The AI Agent Audit Trail You're Already Building

A platform-engineering lead got three questions in one week:

The CFO: "What does it cost to serve customer X this quarter?"
The auditor: "Show me evidence that the agent's spending was authorized, with rationale and timestamp."
The data team: "Why is our AI bill 6× engineering's? Can you break it down by team?"

Three different stakeholders. Three different vocabularies. One underlying need: a record of every agent action — who, what, when, how much, and with what authority.

The lead's existing tools couldn't answer any of them cleanly. The provider invoice was one line. The APM trace had spans but no costs. The SIEM logged tool calls but not money. Each question would have meant a separate instrumentation project.
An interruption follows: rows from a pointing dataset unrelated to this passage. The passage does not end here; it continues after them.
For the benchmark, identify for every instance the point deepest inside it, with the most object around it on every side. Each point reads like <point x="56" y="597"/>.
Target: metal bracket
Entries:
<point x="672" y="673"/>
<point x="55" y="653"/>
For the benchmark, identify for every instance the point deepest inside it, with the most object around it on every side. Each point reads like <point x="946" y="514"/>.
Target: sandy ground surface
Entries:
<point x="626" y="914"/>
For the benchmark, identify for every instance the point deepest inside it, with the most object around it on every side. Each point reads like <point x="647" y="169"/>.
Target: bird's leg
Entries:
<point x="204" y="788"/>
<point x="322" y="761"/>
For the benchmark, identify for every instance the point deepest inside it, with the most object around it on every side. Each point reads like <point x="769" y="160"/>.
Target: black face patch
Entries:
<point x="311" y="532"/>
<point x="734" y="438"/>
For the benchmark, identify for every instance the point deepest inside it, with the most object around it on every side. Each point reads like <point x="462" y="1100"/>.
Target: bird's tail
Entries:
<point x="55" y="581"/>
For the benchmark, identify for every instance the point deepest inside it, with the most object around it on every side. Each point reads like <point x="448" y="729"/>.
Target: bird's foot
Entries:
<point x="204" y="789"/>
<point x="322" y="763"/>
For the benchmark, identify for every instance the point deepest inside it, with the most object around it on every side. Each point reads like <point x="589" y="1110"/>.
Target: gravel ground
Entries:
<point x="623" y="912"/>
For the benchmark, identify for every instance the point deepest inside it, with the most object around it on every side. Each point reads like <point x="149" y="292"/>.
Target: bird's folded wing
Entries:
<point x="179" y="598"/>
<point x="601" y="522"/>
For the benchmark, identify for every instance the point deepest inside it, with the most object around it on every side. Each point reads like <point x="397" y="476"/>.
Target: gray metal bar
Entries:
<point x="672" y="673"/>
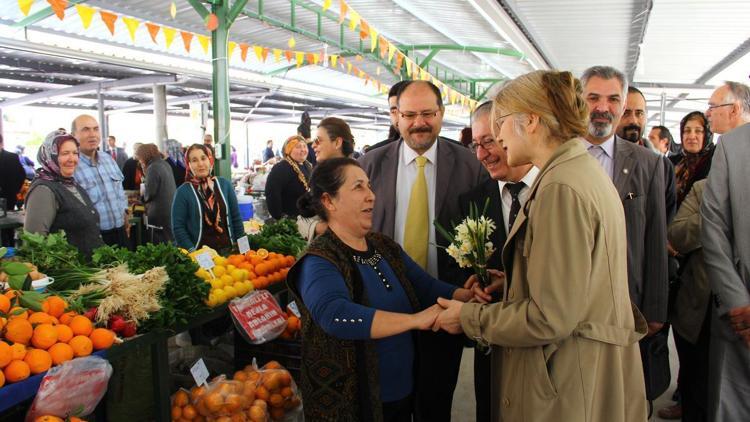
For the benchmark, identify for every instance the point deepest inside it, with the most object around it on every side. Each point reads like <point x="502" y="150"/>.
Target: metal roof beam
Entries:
<point x="88" y="88"/>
It turns out the data was already there. The team had deployed Cycles for runtime authority — to stop runaway spend and block risky actions before they execute. The byproduct of that enforcement is a ledger-ready record of every metered agent action: structured, idempotent, attributable, and exportable into audit, finance, and observability systems. The lead had been sitting on the answer to all three questions for months.

This post is about that byproduct. What runtime authority also gives you when you turn it on, and why three different teams in your org each get something they've been struggling to build.

What runtime authority actually persists

The core Cycles lifecycle is reserve → execute → commit or release, with decide() available as an optional preflight check before reservation. The framing in the docs is a control story — no action proceeds until the budget is locked, and we know exactly how much was used after. That control story is the headline.

The bookkeeping story is the byproduct. Each operation produces a structured record:

Operation	What it records	Why it matters as evidence
`decide()` (optional preflight)	subject scope, action kind/name, estimate, decision (`ALLOW` / `ALLOW_WITH_CAPS` / `DENY`), `reason_code`, `affected_scopes`, `idempotency_key`, timestamp	Pre-action authorization with machine-readable rationale
`reserve`	actual lock against the budget, hold token, expiry	Authoritative "we said yes and here's what we held"
`commit`	actual cost (separate from estimate), final balance impact, lifecycle close	Authoritative "this is what was used"
`release` / `expired-reservation`	unused portion returned to the budget	Authoritative "this is what was given back"

The subject hierarchy supports up to six levels — tenant, workspace, app, workflow, agent, and toolset. The more consistently you populate it, the better the attribution: aggregating by tenant gives cost-per-customer, by workflow gives cost-per-conversation, by agent gives cost-per-component. The point is that attribution is structural — a field on the record, not a SQL join across log streams stitched together after the fact.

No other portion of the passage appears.